The young recruit was probably right. "Stan is very good at this type of thing. This is not his first dance."

"So I've been told," Rapp said, unimpressed.

"You have some problems with Hurley, I hear."

"Who doesn't?"

The point was more accurate than not. "Still ... he has a lengthy resume."

"I'm sure he does, but the entire thing was more complicated than it needed to be. The whole idea here is that we are supposed to get in, get it done, and get out without anyone noticing we were there. If we'd stuck with Stan's plan, we would have followed the guy around for five days and come to the same conclusion that was right there in the Brit report, and our odds of screwing up somewhere ... being noticed ... would have increased fivefold at least."

He was probably right, but Stansfield didn't tell him so. He would have to deal with Hurley later. "When did you read the report?"

"When I got to the safe house."

"That first night."

"Yes."

"And you decided that night that you would handle it on your own?"

"No ... I saw the possibility, that was all."

"And when you decided to go to the park armed the next morning?"

"I thought there was a chance.
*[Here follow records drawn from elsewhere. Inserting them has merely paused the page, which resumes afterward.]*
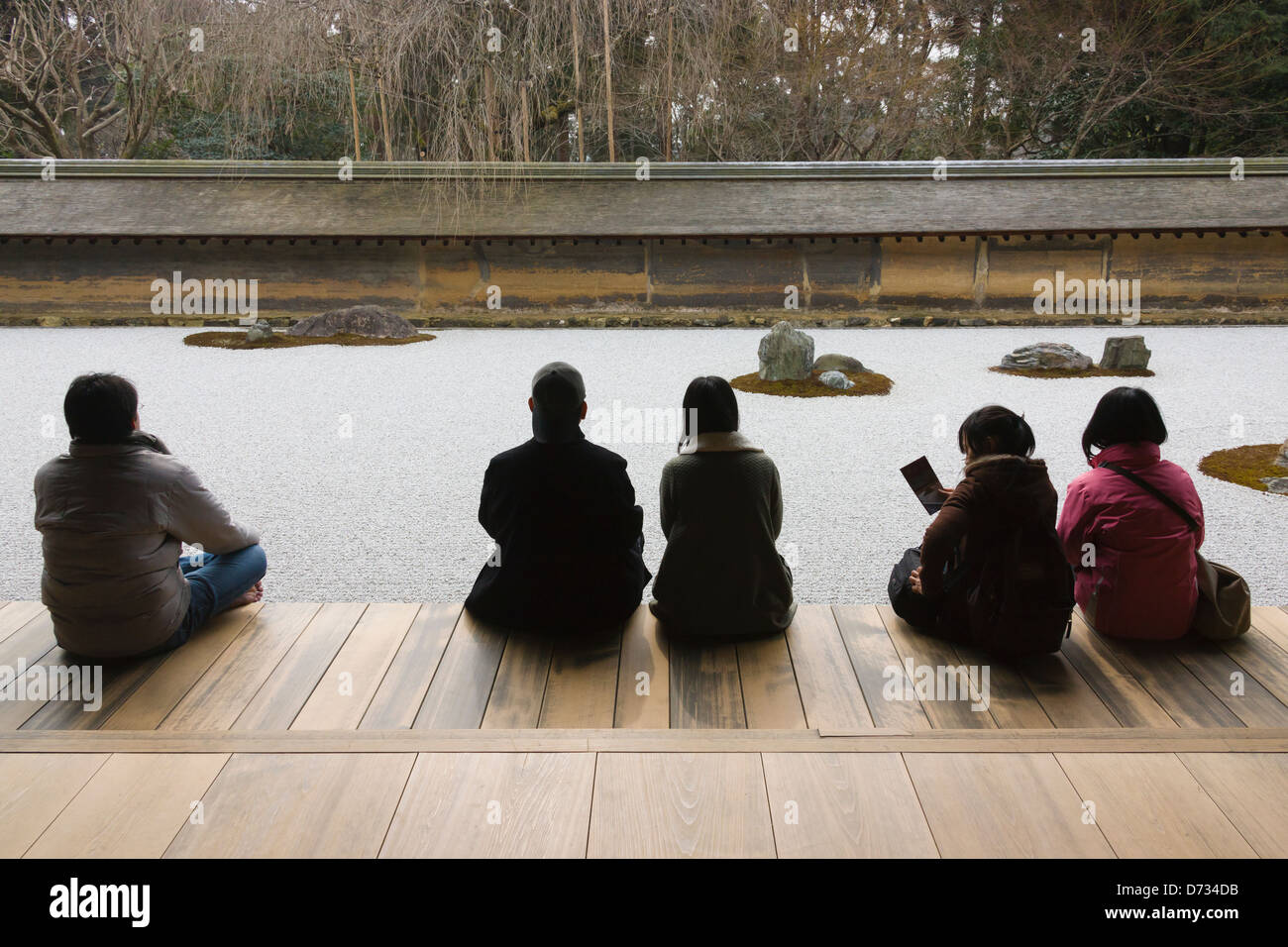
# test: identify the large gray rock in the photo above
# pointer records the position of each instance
(1047, 355)
(786, 354)
(836, 363)
(1125, 352)
(261, 331)
(1275, 484)
(835, 379)
(372, 321)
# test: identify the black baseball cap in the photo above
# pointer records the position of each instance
(558, 392)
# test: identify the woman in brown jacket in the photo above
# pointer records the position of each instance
(721, 510)
(1003, 486)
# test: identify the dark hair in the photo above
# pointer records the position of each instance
(709, 402)
(995, 429)
(1125, 415)
(99, 408)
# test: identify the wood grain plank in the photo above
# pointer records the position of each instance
(287, 688)
(459, 693)
(1177, 690)
(231, 682)
(132, 808)
(706, 692)
(150, 703)
(1248, 788)
(581, 689)
(1223, 677)
(1125, 696)
(617, 740)
(520, 684)
(881, 672)
(769, 692)
(1003, 805)
(493, 805)
(1149, 805)
(16, 615)
(403, 688)
(643, 676)
(297, 805)
(34, 789)
(947, 707)
(30, 642)
(1010, 701)
(1263, 660)
(1273, 624)
(661, 805)
(845, 805)
(344, 692)
(1064, 693)
(67, 710)
(828, 685)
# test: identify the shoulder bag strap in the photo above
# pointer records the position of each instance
(1149, 487)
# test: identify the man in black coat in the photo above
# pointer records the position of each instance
(563, 514)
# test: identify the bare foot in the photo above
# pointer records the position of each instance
(250, 596)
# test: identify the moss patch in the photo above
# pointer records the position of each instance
(864, 382)
(278, 341)
(1244, 466)
(1094, 371)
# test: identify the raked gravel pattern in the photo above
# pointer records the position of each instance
(362, 466)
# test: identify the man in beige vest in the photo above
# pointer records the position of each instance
(112, 513)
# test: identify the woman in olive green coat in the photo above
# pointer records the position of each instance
(721, 512)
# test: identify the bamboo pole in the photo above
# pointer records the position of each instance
(489, 112)
(668, 132)
(353, 105)
(523, 118)
(608, 84)
(384, 116)
(576, 82)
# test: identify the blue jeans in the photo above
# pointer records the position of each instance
(215, 581)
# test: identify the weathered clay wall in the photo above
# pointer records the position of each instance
(85, 279)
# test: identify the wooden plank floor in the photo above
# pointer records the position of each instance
(374, 671)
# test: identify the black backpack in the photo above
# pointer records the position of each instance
(1021, 596)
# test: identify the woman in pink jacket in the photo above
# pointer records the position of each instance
(1131, 549)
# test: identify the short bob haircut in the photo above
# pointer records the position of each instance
(995, 429)
(101, 408)
(709, 406)
(1125, 415)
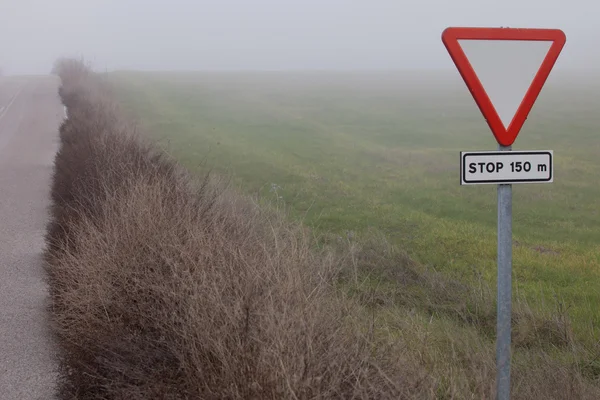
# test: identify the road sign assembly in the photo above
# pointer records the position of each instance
(505, 70)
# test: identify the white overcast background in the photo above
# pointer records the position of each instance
(272, 34)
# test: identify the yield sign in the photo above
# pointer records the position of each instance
(505, 69)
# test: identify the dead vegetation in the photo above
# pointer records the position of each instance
(168, 287)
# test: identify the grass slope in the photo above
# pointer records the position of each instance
(350, 152)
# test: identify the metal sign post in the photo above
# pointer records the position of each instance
(504, 305)
(505, 108)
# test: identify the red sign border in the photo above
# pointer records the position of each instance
(451, 36)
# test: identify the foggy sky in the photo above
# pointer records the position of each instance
(272, 34)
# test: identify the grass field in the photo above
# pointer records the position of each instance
(351, 152)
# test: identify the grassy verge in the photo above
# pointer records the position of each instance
(168, 287)
(353, 152)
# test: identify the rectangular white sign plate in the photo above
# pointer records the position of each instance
(506, 167)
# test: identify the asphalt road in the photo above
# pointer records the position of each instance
(30, 114)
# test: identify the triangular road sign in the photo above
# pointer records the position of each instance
(504, 104)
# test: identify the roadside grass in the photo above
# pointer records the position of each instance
(166, 286)
(352, 152)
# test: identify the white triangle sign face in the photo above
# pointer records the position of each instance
(506, 69)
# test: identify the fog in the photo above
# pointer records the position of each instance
(272, 34)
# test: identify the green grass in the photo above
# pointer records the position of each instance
(350, 152)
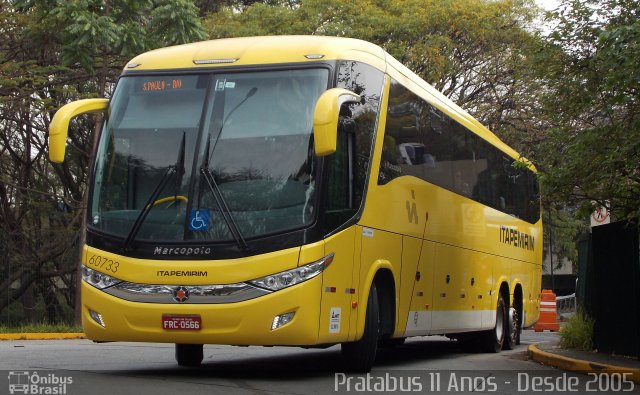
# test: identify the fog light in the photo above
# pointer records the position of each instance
(97, 317)
(281, 320)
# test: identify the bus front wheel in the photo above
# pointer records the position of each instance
(189, 354)
(358, 356)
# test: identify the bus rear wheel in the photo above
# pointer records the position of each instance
(359, 356)
(493, 340)
(189, 354)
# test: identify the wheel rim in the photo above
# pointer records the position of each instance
(500, 324)
(513, 324)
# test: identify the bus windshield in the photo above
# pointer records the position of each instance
(207, 157)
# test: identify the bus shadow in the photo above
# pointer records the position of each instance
(299, 365)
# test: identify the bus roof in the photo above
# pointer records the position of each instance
(261, 50)
(253, 50)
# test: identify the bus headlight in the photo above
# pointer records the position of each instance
(278, 281)
(98, 279)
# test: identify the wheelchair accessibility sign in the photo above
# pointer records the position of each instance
(199, 220)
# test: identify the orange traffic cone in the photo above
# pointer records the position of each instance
(548, 312)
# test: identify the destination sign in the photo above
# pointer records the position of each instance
(162, 85)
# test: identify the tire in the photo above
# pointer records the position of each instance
(513, 330)
(359, 356)
(189, 354)
(493, 340)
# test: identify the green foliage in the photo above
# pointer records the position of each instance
(53, 52)
(562, 230)
(577, 332)
(591, 154)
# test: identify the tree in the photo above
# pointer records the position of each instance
(591, 155)
(53, 52)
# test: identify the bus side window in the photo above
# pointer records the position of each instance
(348, 168)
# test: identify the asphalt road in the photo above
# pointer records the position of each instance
(421, 365)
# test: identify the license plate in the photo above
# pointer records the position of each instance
(172, 322)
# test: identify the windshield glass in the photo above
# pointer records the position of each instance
(253, 136)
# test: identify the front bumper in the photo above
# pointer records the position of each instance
(241, 323)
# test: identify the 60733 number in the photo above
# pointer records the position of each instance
(104, 263)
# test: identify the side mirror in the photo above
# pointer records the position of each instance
(59, 128)
(325, 119)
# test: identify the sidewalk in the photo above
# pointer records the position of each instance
(40, 336)
(550, 353)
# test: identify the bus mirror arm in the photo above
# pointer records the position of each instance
(59, 128)
(325, 119)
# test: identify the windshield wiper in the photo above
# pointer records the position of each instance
(222, 204)
(178, 169)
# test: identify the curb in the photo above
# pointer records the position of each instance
(579, 365)
(41, 336)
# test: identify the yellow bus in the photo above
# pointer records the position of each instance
(300, 191)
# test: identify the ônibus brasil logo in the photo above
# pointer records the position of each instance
(24, 382)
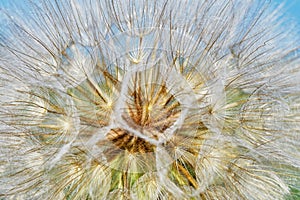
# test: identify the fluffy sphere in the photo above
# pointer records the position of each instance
(140, 99)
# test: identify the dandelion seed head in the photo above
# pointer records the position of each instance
(148, 100)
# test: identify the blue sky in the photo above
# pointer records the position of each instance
(292, 7)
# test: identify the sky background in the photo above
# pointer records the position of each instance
(292, 8)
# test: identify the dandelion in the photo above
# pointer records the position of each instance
(143, 99)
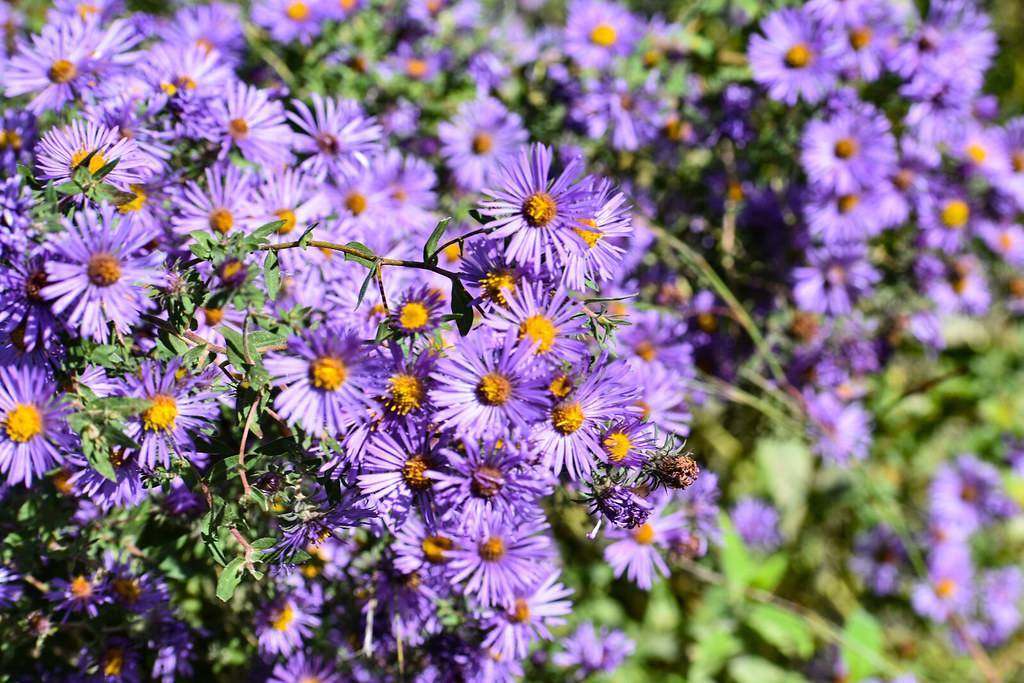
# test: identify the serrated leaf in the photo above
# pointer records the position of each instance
(462, 307)
(229, 578)
(434, 239)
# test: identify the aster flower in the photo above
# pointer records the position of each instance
(338, 134)
(328, 380)
(396, 473)
(179, 406)
(539, 215)
(484, 389)
(500, 560)
(597, 32)
(61, 151)
(227, 203)
(34, 435)
(246, 118)
(757, 523)
(486, 480)
(100, 270)
(794, 58)
(510, 632)
(477, 139)
(283, 625)
(635, 551)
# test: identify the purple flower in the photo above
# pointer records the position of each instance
(482, 389)
(477, 139)
(500, 560)
(539, 215)
(100, 271)
(795, 57)
(329, 380)
(757, 523)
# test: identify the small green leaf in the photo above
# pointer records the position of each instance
(428, 249)
(228, 579)
(462, 307)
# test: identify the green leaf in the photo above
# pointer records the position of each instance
(462, 307)
(229, 578)
(787, 632)
(271, 273)
(369, 262)
(434, 239)
(862, 643)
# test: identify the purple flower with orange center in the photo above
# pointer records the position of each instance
(328, 378)
(100, 272)
(485, 389)
(538, 214)
(34, 435)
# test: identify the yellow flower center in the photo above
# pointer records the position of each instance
(297, 11)
(406, 393)
(114, 662)
(135, 204)
(520, 611)
(414, 472)
(328, 373)
(288, 216)
(494, 389)
(846, 147)
(977, 153)
(495, 285)
(356, 203)
(61, 72)
(860, 38)
(482, 143)
(493, 549)
(97, 162)
(80, 588)
(567, 418)
(560, 386)
(799, 55)
(161, 415)
(103, 269)
(24, 423)
(221, 220)
(238, 128)
(414, 315)
(540, 209)
(603, 35)
(955, 213)
(617, 446)
(284, 617)
(847, 203)
(540, 330)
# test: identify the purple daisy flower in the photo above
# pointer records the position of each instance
(329, 380)
(246, 118)
(474, 143)
(511, 631)
(486, 480)
(100, 272)
(795, 58)
(538, 214)
(61, 151)
(484, 389)
(849, 151)
(501, 560)
(338, 134)
(179, 407)
(635, 551)
(33, 432)
(547, 321)
(757, 523)
(597, 32)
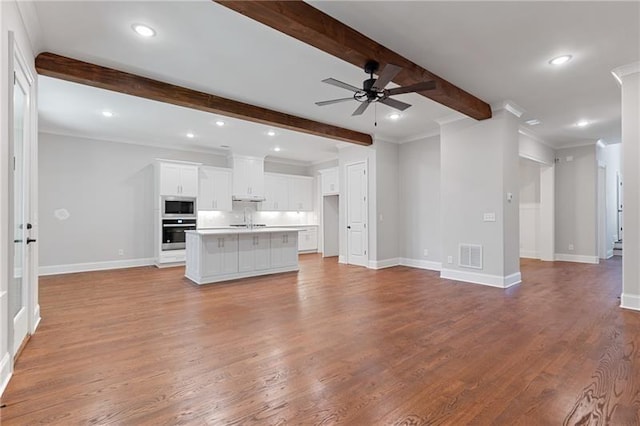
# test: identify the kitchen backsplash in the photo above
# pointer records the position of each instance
(211, 219)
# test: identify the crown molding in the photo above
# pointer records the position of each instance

I wanted to see with my own eyes and then decide."

"But when you left the safe house you were prepared to kill him if the opportunity presented itself?"

Rapp hesitated and then admitted the truth. "Yes."

Stansfield took a sip of the coffee and slowly set the mug on the table. "Any other reason why you chose to act on your own?"

"How do you mean?"

Stansfield gave him a knowing grin. "I was your age once ... a long time ago. I was asked to do certain things for my country, and until I actually did them, I wasn't sure I had it in me."

Rapp looked down and studied the pattern in the gray-and-black carpeting. It was not in his character to be this open with someone he'd just met, especially on a subject like this, but there was something about this guy that made it difficult to be anything but forthright. "I wanted to kill him," he finally said.

"Revenge?"

Rapp shrugged his shoulders in a noncommittal way.

"Remember ... we recruited you for a reason. I know what you went through. I know how you were affected by Pan Am Lockerbie."

"Revenge, justice ... I don't know. I just know when I left for the park that morning I wasn't sure, and then as soon as I laid eyes on him I wanted to kill the bastard. I was sick of all the planning and talking. It made no sense that it had to be so complicated."

Stansfield took off his glasses and looked at Rapp with his gray-blue eyes. "Any other reason that may have pushed you over the edge?"

Rapp looked at the carpeting again. He hadn't even admitted the next part to himself. At least not fully. Without looking up he said in a soft voice, "I was afraid I wouldn't have the guts to do it."

With the understanding of someone who had walked the same path, Stansfield gave him a sympathetic nod. It had been a long time since Stansfield had killed a man, but he remembered the doubt that gnawed at him until he pulled that trigger for the first time. "How do you feel now?"

"How do you mean?"

"Now that you have taken a human life?"